Yiras Shomayim completed through action
yirah · Akeidah · Avraham · deveikus · deeds
ובפסוק עתה ידעתי כי ירא אלקים אתה.
On the pasuk: "Now I know that you are a God-fearing man."
After the Akeidah, Hashem declares of Avraham, "Now I know that you fear God" — and the Sefas Emes asks what "now" adds.
אף כי הכל נגלה לפניו ית'.
This is so even though everything is revealed before Him, blessed be He.
Since Hashem knows all, including Avraham's heart, the word "now" is puzzling — He surely knew of Avraham's yiras Shomayim all along.
אך כי מקודם הי' היראה בכחו ולא בפועל.
But beforehand the yirah (fear of Heaven) was within him in potential, and not in actuality.
The answer: before the Akeidah, Avraham's awe of Hashem existed only as latent potential; it had not yet been fully realized in deed.
וביאור הענין כי המעשה שהאדם עושה ע"י היראה מעשה זו מחזרת את היראה והשלמת היראה הוא במעשה ולא נק' ירא שמים בשלימות כשאינו מביא היראה בפועל ובמעשה.
The explanation of the matter is that the deed a person performs through yirah — that very deed reinforces the yirah, and the completion of the yirah is in the deed; and one is not called a complete yarei Shomayim (God-fearing person) while he does not bring the yirah into actuality and into action.
Fear of Heaven and action work in a loop: acting out of awe strengthens the awe, and only an awe expressed in concrete deeds is whole.
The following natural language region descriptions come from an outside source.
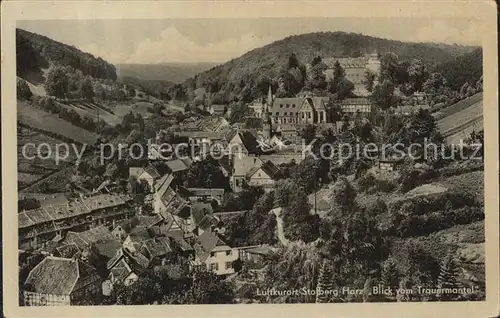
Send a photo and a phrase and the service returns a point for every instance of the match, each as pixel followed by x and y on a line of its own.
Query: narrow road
pixel 279 226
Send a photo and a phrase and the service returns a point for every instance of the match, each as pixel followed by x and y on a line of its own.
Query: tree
pixel 23 90
pixel 317 78
pixel 343 194
pixel 344 89
pixel 207 174
pixel 86 89
pixel 369 80
pixel 282 192
pixel 389 276
pixel 448 273
pixel 293 61
pixel 389 64
pixel 299 223
pixel 417 74
pixel 207 288
pixel 316 60
pixel 56 82
pixel 433 83
pixel 383 95
pixel 325 281
pixel 308 133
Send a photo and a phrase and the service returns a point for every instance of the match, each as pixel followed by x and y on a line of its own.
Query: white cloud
pixel 440 31
pixel 172 46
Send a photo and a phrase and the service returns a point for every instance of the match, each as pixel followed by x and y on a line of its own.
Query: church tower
pixel 266 124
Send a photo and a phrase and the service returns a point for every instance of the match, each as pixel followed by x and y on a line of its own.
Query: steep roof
pixel 356 101
pixel 289 106
pixel 205 243
pixel 68 251
pixel 268 168
pixel 57 276
pixel 163 184
pixel 176 165
pixel 158 246
pixel 207 191
pixel 243 165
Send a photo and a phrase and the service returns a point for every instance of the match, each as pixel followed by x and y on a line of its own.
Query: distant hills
pixel 267 61
pixel 170 72
pixel 35 52
pixel 462 69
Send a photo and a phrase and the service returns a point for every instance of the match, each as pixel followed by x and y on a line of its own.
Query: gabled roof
pixel 268 168
pixel 68 251
pixel 317 103
pixel 205 243
pixel 207 191
pixel 178 237
pixel 243 165
pixel 57 276
pixel 163 184
pixel 176 165
pixel 356 101
pixel 157 247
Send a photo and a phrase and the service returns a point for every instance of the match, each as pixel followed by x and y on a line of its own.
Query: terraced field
pixel 39 119
pixel 32 170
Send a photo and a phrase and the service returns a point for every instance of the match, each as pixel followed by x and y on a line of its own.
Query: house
pixel 299 110
pixel 242 143
pixel 148 174
pixel 158 250
pixel 59 281
pixel 201 137
pixel 178 166
pixel 213 254
pixel 264 176
pixel 145 221
pixel 218 109
pixel 202 218
pixel 256 107
pixel 101 238
pixel 205 194
pixel 121 273
pixel 288 131
pixel 38 226
pixel 241 167
pixel 355 69
pixel 353 105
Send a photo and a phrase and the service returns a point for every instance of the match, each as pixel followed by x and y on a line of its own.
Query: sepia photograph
pixel 252 160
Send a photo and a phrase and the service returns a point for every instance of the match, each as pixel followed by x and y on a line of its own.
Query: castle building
pixel 355 69
pixel 267 124
pixel 300 110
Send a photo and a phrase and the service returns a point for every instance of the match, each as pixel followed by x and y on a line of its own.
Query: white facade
pixel 221 259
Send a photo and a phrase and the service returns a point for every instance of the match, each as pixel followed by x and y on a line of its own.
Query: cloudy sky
pixel 219 40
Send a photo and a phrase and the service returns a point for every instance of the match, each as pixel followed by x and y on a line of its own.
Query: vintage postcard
pixel 250 159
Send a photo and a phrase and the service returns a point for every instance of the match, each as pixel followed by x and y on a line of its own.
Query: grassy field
pixel 461 105
pixel 39 119
pixel 32 170
pixel 120 109
pixel 461 117
pixel 91 110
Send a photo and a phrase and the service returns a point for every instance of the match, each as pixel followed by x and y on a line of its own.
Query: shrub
pixel 23 90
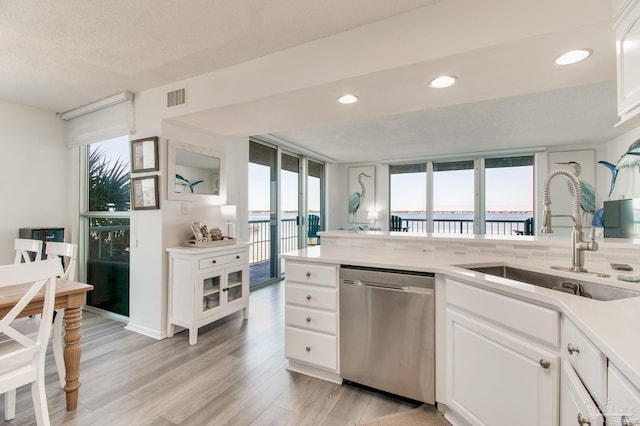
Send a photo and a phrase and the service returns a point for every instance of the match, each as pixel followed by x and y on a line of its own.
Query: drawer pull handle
pixel 572 349
pixel 582 420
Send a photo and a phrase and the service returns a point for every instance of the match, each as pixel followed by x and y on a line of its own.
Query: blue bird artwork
pixel 185 182
pixel 587 193
pixel 628 159
pixel 356 198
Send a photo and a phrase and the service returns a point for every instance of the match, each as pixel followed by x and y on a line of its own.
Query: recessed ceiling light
pixel 573 56
pixel 442 82
pixel 348 99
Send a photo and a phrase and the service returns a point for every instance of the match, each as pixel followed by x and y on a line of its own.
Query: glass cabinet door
pixel 234 288
pixel 211 285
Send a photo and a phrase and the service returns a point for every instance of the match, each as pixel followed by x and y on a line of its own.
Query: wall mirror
pixel 195 173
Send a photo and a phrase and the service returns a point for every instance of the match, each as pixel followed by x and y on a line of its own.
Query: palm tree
pixel 109 190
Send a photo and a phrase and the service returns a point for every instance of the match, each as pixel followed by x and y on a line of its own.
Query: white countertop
pixel 613 326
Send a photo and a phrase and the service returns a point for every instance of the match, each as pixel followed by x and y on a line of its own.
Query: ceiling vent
pixel 177 98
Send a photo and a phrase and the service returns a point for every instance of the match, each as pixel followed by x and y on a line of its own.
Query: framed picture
pixel 144 193
pixel 144 155
pixel 362 193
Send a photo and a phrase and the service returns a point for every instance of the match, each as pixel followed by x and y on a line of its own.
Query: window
pixel 408 196
pixel 453 197
pixel 509 195
pixel 106 224
pixel 490 195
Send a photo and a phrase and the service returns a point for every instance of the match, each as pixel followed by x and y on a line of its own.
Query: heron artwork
pixel 588 194
pixel 185 182
pixel 628 159
pixel 356 198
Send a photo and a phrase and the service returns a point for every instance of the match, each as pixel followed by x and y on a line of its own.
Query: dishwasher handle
pixel 384 286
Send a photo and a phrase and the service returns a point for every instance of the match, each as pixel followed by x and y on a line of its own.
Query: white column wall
pixel 35 165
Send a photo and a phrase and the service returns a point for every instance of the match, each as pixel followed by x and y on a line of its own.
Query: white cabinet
pixel 627 29
pixel 206 284
pixel 623 405
pixel 576 405
pixel 311 316
pixel 498 371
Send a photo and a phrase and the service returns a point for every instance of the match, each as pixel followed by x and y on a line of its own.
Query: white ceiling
pixel 61 55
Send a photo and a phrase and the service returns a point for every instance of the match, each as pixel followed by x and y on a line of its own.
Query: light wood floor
pixel 235 375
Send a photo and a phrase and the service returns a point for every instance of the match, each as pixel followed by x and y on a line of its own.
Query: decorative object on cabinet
pixel 206 284
pixel 144 193
pixel 198 172
pixel 362 192
pixel 628 159
pixel 144 155
pixel 202 237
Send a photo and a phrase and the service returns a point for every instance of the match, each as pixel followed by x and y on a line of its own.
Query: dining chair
pixel 67 254
pixel 22 356
pixel 27 250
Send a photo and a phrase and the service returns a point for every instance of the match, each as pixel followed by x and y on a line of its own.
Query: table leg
pixel 72 350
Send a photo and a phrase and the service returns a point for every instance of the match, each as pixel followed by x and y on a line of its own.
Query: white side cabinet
pixel 311 316
pixel 206 284
pixel 627 29
pixel 502 366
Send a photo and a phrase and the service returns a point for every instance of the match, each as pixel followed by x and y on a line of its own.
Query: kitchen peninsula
pixel 541 326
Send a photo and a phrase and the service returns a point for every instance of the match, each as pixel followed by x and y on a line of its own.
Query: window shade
pixel 104 123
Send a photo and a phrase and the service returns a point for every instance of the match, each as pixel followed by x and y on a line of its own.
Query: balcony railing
pixel 260 232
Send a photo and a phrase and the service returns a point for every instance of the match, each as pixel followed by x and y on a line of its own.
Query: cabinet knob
pixel 582 420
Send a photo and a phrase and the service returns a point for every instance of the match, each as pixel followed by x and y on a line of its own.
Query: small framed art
pixel 144 193
pixel 144 155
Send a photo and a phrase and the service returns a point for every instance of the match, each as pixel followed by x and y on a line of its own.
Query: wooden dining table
pixel 70 296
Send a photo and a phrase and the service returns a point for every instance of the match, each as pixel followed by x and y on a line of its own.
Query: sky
pixel 507 189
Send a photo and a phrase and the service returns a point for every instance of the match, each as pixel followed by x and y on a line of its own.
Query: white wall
pixel 152 231
pixel 35 165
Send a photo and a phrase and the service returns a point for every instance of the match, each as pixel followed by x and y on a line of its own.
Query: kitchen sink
pixel 553 282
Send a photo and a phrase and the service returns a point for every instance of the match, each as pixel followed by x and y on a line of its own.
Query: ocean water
pixel 507 216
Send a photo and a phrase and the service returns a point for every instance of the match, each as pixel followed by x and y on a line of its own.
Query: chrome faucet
pixel 578 246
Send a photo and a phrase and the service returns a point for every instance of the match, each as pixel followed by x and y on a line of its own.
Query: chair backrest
pixel 395 223
pixel 313 224
pixel 25 248
pixel 67 253
pixel 33 277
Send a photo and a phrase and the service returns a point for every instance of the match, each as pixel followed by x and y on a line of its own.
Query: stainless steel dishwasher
pixel 387 331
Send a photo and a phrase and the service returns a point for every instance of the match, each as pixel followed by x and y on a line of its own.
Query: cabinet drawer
pixel 312 319
pixel 312 348
pixel 586 359
pixel 575 401
pixel 223 259
pixel 312 274
pixel 531 320
pixel 312 296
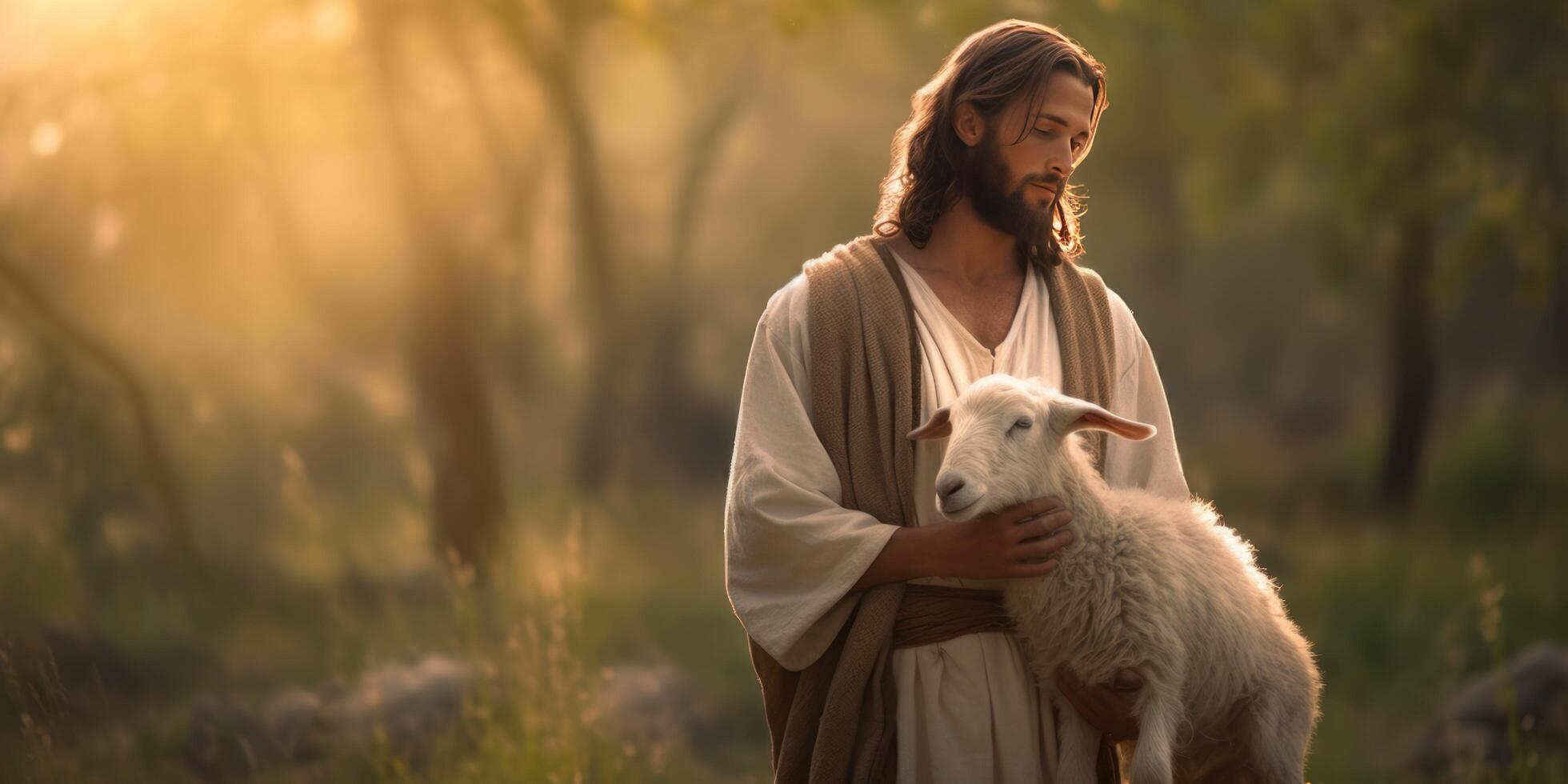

Without being translated into action, yiras Shomayim remains incomplete.
לכן עתה נעשה ירא אלקים בשלימות.
Therefore now he became a God-fearing man in completeness.
Through the act of the Akeidah, Avraham's latent yirah was actualized, and only then was his fear of Heaven complete.
פי' שע"י עשיית מעשה בהיראה יש לו דביקות בהיראה ונקרא ירא אלקים אתה.
That is, by performing a deed with the yirah, he has deveikus (attachment) to the yirah, and so he is called "you are a God-fearing man."
Acting out of awe binds the person to that awe so thoroughly that it becomes part of who he is — Avraham did not merely possess yirah, he was a yarei Shomayim.
וזה הלשון במד' מטות כאותן שנקראו יראי אלקים פי' שהיראה דביקה בגופם:
This is the wording in the Midrash on Matos: "like those who are called yir'ei Elokim (God-fearing ones)" — meaning that the yirah is bound up in their very bodies.
The Midrash's phrase "God-fearing ones" points to people in whom awe of Hashem has been so internalized through action that it clings to their very physical being.
Summary: "Now I know that you fear God" teaches that yiras Shomayim is completed only when it is brought into action. The deed performed out of awe both reinforces the awe and binds the person to it, so that — like Avraham after the Akeidah — one's very being becomes that of a yarei Shomayim.